A human rights advocacy group on Wednesday called for the sacking of Egypt’s Interior Minister following violent clashes yesterday between protesters and police forces that killed at least four and injured more than 100.
“There is no alternative to the dismissal of the Interior Minister since he is the main one responsible for torture crimes that are perpetrated systematically in Egypt,” said the Cairo-based Arab Network for Human Rights Information (ANHRI) in a statement.
“Recently, dispersing peaceful rallies by force and detaining hundreds of citizens randomly were added to those crimes,” said the statement.

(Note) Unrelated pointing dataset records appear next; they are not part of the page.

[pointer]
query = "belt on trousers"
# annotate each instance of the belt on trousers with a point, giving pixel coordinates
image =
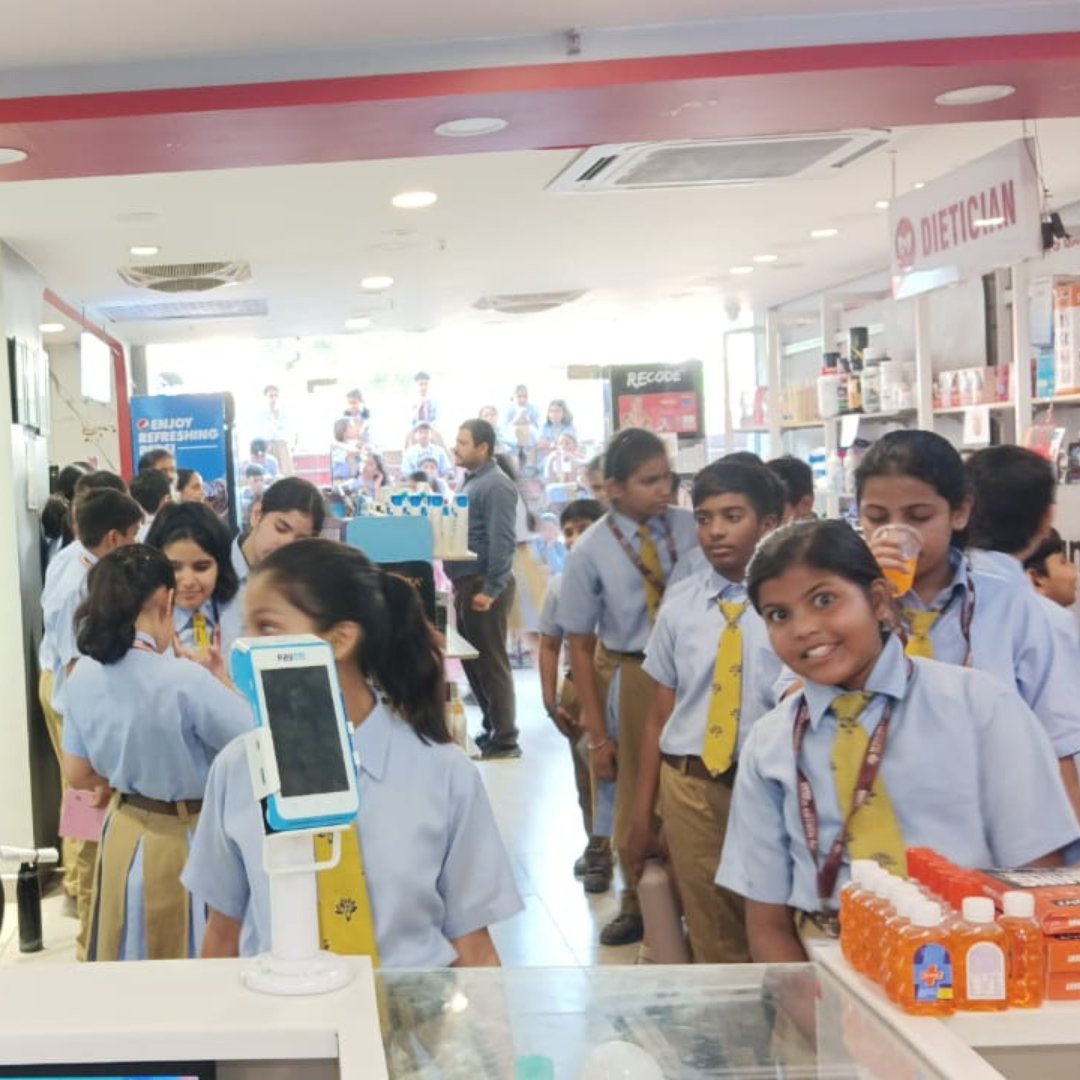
(827, 922)
(690, 766)
(186, 808)
(636, 657)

In a surprise showing, tens of thousands of Egyptians took to the streets on Tuesday chanting anti-government slogans, denouncing President Hosni Mubarak’s regime and voicing economic grievances. In an attempt to disperse protesters, police deployed gas, rubber bullets and water canons. In the city of Suez, human rights advocates say that the police used live munitions that killed two people at the scene, as well as a third who later died from his injuries.

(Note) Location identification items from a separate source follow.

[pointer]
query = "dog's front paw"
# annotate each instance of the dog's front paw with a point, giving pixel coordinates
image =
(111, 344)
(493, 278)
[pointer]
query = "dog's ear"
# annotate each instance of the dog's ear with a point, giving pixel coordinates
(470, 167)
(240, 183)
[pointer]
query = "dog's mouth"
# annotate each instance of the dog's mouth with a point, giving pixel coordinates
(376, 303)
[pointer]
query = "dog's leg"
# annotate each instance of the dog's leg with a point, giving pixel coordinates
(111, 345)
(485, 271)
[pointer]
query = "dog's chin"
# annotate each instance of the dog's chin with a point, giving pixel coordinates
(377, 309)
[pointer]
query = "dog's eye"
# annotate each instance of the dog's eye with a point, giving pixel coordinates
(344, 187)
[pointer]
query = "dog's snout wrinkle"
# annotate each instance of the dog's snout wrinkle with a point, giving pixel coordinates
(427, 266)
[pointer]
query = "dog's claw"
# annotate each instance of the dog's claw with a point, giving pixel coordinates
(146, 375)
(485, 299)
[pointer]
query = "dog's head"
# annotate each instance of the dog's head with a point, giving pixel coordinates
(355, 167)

“This is more than enough to dismiss him [the Interior Minister], even if the violations that his ministry perpetrated were known in advance by the president of the republic and the Egyptian government,” said the ANHRI statement.
The network contended that the termination of Habib al-Adly’s long mandate is “a popular demand” which, if ignored, will “stir more outrage and make things get out of control”.
This statement was posted shortly after the group filed complaints with the general prosecutor against the Interior Minister and senior security officials for “the excessive use of force” against demonstrators. In the same complaint, the human rights organization asked for the prosecution of mobile phone service providers for blocking their signal in certain areas of Cairo and Alexandria during the protests and canceling the lines of some political activists.
After serving for years in the state security apparatus, al-Adly took over the interior portfolio in 1997, with a special mandate to uproot Islamist military organizations. Since then, al-Adly’s apparatus has been blamed for thousands of human rights violations including torture, arbitrary detention and excessive use of the Emergency Law.
Last year, the opposition voiced sharp criticism of al-Adly following the fatal beating of a 26-year-old man by two policemen in Alexandria. In the lead-up to yesterday’s protests, youth-led opposition groups called on Egyptians to take to the streets to voice a package of economic and political demands which include al-Adly's dismissal.